- in How-tos , Tips by Jimmie Quick
Notebooking Pages Versus Worksheets
I am starting to notice a trend in homeschool curriculum — many publishers are offering lapbooks or notebook journals, specially designed for their curriculum.
Lapbooking and notebooking are popular learning methods among homeschoolers now, so it is not surprising that curriculum providers want to extend their marketability by offering lapbooks and notebooking pages.
I love it notebooking is getting attention as a valuable learning method. (It is.)
The problem is that some of what is called notebooking is really nothing more than a workbook.
What used to be called worksheets are now being billed as “notebooking pages.” But the layout is the same as old fashioned workbooks– comprehension questions and fill in the blank sentences with a few graphics as decoration.
The Problem with Workbooks
I will admit that I’m not a huge fan of workbooks. Although I have used an occasional workbook through the years, I tend to avoid them in favor of a combination of living books and authentic narration. In general, workbooks do not stimulate critical or creative thinking. Instead, they tend to spoon feed the learner with carefully constructed questions that do most of the thinking for the child.
The greatest benefit of notebooking is that a child uses his own words, images, ideas, and layouts to create a retelling of what his homeschool lesson included.
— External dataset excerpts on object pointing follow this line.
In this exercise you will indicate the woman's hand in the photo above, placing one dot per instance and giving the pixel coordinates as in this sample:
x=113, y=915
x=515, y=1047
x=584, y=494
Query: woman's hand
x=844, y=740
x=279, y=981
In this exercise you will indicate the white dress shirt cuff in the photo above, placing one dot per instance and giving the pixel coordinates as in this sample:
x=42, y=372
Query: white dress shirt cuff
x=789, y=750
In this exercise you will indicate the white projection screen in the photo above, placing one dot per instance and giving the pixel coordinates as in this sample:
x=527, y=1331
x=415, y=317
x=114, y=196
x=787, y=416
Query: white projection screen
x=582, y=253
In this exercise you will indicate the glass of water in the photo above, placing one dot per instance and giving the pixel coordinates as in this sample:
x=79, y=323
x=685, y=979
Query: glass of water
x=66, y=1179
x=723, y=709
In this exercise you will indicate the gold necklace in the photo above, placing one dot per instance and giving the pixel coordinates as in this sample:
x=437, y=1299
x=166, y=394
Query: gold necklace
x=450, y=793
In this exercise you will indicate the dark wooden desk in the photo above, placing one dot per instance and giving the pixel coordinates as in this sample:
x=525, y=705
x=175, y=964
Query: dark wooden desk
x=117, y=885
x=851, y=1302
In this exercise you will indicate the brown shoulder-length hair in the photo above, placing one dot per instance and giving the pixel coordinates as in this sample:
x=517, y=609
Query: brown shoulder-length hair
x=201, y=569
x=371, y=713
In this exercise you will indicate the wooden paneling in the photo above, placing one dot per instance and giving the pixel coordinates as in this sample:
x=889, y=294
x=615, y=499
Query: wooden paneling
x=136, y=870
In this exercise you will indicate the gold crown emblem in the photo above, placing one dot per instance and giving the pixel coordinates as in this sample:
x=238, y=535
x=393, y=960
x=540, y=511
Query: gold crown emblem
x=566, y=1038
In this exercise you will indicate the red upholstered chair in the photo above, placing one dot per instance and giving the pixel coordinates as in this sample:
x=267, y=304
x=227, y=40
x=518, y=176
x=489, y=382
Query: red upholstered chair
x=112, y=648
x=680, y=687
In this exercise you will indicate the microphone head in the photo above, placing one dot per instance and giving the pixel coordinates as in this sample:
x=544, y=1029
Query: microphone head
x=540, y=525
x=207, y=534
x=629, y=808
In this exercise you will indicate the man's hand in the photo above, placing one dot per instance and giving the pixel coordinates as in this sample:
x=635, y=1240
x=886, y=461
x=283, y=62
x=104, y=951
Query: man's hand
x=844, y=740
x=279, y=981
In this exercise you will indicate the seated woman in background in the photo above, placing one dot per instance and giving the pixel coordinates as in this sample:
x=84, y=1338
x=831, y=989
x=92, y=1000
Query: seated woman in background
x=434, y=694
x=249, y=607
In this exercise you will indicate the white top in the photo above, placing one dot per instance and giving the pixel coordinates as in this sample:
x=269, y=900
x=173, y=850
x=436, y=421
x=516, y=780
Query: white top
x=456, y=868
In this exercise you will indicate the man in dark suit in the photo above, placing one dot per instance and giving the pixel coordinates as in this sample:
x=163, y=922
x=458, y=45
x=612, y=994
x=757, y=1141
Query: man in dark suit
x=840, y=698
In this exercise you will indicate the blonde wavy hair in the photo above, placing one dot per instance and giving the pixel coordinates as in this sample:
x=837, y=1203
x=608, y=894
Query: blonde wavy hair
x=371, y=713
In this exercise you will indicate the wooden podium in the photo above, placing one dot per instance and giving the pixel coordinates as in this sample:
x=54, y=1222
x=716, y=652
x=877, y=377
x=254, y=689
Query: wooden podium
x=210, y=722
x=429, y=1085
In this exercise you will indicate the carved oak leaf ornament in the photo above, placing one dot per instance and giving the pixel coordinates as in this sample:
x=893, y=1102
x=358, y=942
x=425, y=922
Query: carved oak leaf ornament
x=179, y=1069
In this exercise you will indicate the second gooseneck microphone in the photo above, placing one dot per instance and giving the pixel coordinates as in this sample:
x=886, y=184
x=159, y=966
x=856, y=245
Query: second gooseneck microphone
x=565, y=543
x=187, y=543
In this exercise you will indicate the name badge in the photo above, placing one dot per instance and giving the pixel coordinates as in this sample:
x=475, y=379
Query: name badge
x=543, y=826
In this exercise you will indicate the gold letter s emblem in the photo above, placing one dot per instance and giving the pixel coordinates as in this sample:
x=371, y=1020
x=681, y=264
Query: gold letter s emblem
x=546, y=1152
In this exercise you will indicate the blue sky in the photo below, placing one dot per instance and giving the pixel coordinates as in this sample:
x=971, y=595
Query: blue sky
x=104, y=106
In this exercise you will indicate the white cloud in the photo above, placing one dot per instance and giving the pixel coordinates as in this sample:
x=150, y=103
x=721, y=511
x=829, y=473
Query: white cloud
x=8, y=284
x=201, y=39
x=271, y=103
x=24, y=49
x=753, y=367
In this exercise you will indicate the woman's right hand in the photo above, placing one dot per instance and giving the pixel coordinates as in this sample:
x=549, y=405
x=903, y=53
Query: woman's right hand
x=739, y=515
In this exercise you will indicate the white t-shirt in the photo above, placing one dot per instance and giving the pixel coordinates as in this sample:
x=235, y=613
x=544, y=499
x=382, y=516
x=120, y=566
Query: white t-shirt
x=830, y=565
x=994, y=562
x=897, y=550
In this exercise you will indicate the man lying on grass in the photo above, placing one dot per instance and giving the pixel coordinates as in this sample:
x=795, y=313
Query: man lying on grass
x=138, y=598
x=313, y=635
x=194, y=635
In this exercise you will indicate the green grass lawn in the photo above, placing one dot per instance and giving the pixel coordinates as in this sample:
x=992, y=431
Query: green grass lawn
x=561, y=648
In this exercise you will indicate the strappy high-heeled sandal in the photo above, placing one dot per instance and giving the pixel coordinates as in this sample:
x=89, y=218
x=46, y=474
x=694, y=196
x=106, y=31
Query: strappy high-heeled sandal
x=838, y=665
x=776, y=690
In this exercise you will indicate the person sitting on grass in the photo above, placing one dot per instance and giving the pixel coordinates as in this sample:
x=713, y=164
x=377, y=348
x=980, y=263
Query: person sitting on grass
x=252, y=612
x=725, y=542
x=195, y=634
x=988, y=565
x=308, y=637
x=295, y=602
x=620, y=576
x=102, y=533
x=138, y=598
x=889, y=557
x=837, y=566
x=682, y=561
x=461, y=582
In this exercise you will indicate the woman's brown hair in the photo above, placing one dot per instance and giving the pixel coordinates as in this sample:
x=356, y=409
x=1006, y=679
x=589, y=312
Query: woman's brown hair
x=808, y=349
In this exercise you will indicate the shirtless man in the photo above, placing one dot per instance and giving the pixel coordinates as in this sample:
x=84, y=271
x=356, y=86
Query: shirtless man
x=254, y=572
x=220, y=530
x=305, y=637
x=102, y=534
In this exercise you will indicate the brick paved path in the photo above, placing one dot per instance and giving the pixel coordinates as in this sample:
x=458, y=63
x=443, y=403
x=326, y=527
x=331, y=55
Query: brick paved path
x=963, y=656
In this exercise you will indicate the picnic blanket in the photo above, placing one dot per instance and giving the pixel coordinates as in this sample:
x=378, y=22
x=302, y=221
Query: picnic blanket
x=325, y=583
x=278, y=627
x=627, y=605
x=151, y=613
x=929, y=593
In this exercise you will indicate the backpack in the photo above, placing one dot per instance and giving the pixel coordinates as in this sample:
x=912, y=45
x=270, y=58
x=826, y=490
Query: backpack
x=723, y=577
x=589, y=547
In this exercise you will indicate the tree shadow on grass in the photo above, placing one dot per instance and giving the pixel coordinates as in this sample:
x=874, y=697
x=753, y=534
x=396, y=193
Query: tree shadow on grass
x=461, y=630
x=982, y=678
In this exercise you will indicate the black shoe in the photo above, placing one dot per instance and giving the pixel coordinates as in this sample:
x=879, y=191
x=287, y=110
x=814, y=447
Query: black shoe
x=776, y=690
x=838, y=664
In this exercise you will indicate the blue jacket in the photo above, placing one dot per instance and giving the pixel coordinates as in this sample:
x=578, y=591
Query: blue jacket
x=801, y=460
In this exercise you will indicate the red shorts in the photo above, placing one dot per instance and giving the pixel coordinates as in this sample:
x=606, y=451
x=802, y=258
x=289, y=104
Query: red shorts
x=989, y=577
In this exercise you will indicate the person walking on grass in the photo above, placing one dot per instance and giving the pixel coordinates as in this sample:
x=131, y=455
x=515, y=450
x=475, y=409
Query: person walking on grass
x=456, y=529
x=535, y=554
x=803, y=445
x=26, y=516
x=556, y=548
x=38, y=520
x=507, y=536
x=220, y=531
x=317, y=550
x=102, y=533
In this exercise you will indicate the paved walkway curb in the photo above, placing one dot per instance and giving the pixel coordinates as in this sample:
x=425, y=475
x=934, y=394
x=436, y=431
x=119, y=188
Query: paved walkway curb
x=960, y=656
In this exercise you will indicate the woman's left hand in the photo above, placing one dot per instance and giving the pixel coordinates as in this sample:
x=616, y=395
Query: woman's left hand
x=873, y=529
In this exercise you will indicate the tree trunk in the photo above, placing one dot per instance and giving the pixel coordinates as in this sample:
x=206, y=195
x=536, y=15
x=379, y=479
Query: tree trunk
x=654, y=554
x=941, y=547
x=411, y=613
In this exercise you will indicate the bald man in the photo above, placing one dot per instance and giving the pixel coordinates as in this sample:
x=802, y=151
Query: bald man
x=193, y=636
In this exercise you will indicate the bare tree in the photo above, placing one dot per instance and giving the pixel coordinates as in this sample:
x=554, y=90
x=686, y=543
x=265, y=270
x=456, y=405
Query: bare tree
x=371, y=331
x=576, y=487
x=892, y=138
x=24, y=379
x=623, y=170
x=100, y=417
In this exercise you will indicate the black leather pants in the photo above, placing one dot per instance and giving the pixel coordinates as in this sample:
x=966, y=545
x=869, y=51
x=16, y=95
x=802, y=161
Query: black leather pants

The learning becomes his own as he chooses how to portray that.
How to Distinguish a Workbook from a Notebooking Journal
A workbook is regimented and has right and wrong answers. A notebook is fluid and full of alternative options for expressing the same academic concepts — just look at the 50 Things to Put in a Notebook for a sample of the variety that is possible.
A workbook has lots of text already on the page. The student merely completes what was started. A notebook journal is mostly blank so that the student creates the content.
So when you are evaluating curriculum don’t be misled by the label “notebooking journal.” Look critically at the journal and determine if it is truly a notebooking journal or if it is a cleverly disguised workbook.